The country’s population has been declining since 1993. The main reasons are migration, low birth rates and high mortality. What is next for us?
After the USSR collapsed, most of the post-Soviet countries started to face a decline in their population. Moldova was no exception. The number of people in our country have been shrinking since 1993. In 2009, experts within the UN study “Green Book of the Population of the Republic of Moldova” predicted the reduction to 2,6 million people by 2050. But it turned out to be too optimistic, as this figure was reached by January 1, 2022. Thus, according to the National Bureau of Statistics, at the start of the year the preliminary number of population was 2 604 000 people.
Last year, the UN Department of Economic and Social Affairs made a projection of the world’s population by 2100, based on the natural growth/decline, fertility and migration trends. The European region is expected to have a pronounced depopulation around 20-45%, depending on the country. As regards Moldova, it has the worst forecast from UN experts among the post-Soviet countries: towards the end of the century the republic will lose half of its population.
Our country is generally on the brink of a demographic abyss. According to the Comprehensive Gender Assessment conducted by the UN team in Moldova, the country’s population will decrease to 1.7 million people by 2040. Experts expect that the demographic pyramid will be inverted. Almost half of the population will be people aged 50 and over, while one third will be the 60-plus generation. A significant gender imbalance will emerge in favor of older women.

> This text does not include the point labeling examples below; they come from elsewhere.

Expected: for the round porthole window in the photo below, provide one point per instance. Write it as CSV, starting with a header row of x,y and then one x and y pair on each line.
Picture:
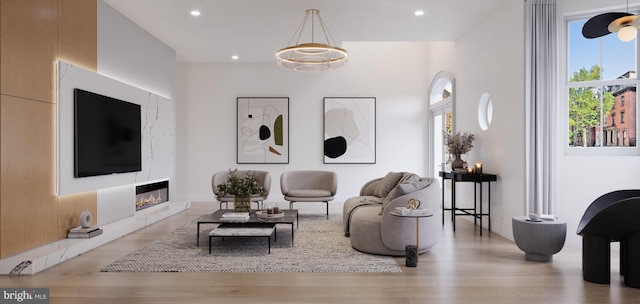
x,y
485,111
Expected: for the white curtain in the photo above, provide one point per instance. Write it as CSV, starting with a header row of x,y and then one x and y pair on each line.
x,y
541,101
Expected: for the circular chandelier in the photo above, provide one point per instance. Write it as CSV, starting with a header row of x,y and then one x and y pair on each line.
x,y
312,56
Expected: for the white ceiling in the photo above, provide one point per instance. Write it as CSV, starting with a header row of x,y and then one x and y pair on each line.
x,y
255,29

The key factors of the decreasing number of citizens are migration, low birth rates, and high mortality rates, that can be called traditional, although the proportion of their influence varies from year to year. For example, before 2019, the decrease in population was largely influenced by net migration (it is still negative, but its volume has significantly decreased for obvious reasons), but in recent years the determining factor, according to the National Bureau of Statistics, has unfortunately been mortality. The number of deaths is increasing annually by more than 10%.
“Moldova has had a negative natural increase for several years in a row, and the absolute record was broken in 2020. This is an unprecedented situation in the country’s history, when for three years in a row the number of newborns is much lower than the number of deaths. In other words, the nation is dying,” expert Veaceslav Ionita says.

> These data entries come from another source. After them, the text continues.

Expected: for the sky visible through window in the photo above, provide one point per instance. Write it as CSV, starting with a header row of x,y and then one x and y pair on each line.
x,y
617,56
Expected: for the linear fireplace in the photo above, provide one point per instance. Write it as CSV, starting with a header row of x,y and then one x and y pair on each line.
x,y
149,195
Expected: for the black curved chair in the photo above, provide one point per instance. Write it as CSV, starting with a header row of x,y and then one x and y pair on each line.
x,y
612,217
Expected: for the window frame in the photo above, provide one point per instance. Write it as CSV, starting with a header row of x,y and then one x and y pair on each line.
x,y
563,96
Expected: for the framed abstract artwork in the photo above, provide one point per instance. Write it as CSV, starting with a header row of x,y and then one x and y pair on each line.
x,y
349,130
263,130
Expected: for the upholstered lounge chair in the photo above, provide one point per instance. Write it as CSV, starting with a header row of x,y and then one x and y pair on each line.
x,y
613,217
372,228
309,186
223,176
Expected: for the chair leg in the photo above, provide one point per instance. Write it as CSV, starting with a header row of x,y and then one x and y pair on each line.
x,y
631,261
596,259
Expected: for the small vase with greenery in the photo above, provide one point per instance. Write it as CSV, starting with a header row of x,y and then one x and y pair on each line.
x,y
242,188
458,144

Low birth rate comes in tandem with mortality. The number of newborns decreases each year. If in 2014 a total of 40,709 babies were born in Moldova, by 2021 this figure dropped to 28,924. According to social studies, women and men would like to have up to three children. However, in practice, families prefer to have one child, and this happens at a fairly mature age. Problems with low incomes, unpaid care work, the need to combine work and family life, the limited availability of family-friendly jobs and quality public child care services play a role.
Moreover, Moldova is still among the top ten countries in Europe with the highest migration of skilled workers: about 40% of qualified specialists leave the country. Experts note that migration has a double negative effect on the country’s demography: alongside the direct loss of population, it also affects the birth rate. Families have no time to reproduce – statistics show that fewer children are born than usual during the periods of increased migration.
Migration of the working-age population and low birth rates also lead to a dramatic aging of the population. It is an alarming sign that among young people and mature age groups the lowest percentage of the population is registered in the 20-24 age group (only 5%) – a direct consequence of the low birth rate in the 1990s and the outflow of young people to study in other countries. Today, as of January 1, 2022, the largest proportion among the permanent residents of the country are the age groups of 35-39 years (8.1%) and 30-34 years (7.9%). However, in 20-30 years they will turn into the large category of 50-60-plus. Given the annual downward trend in birth rates, as well as the ongoing migration outflow of young and middle-aged people, the problem of the population aging will reach its peak before 2050.
Many countries have aging populations, but most of them are developed and have a channel to replenish the workforce through migrants. Moldova has no such channel. Demographic changes will lead to significant economic and social implications that will affect the labor market, goods and services, social protection, health care, and the pension system. The country will face a decrease in labor productivity and aggregate savings and, as a result, a slowdown in investment, demand and economic growth.
The authorities are making attempts to rectify the situation. Back in 2011, the National Strategic Program for Demographic Security of the Republic of Moldova for 2011-2025 was approved, but the results of the work are not visible. Obviously, we should not wait until the situation finally deteriorates. A careful review of existing programs is needed and a truly effective set of measures should be developed – at least to retain young people and stimulate the birth rate. The time is right to make a powerful breakthrough and bring demographic policy to the forefront.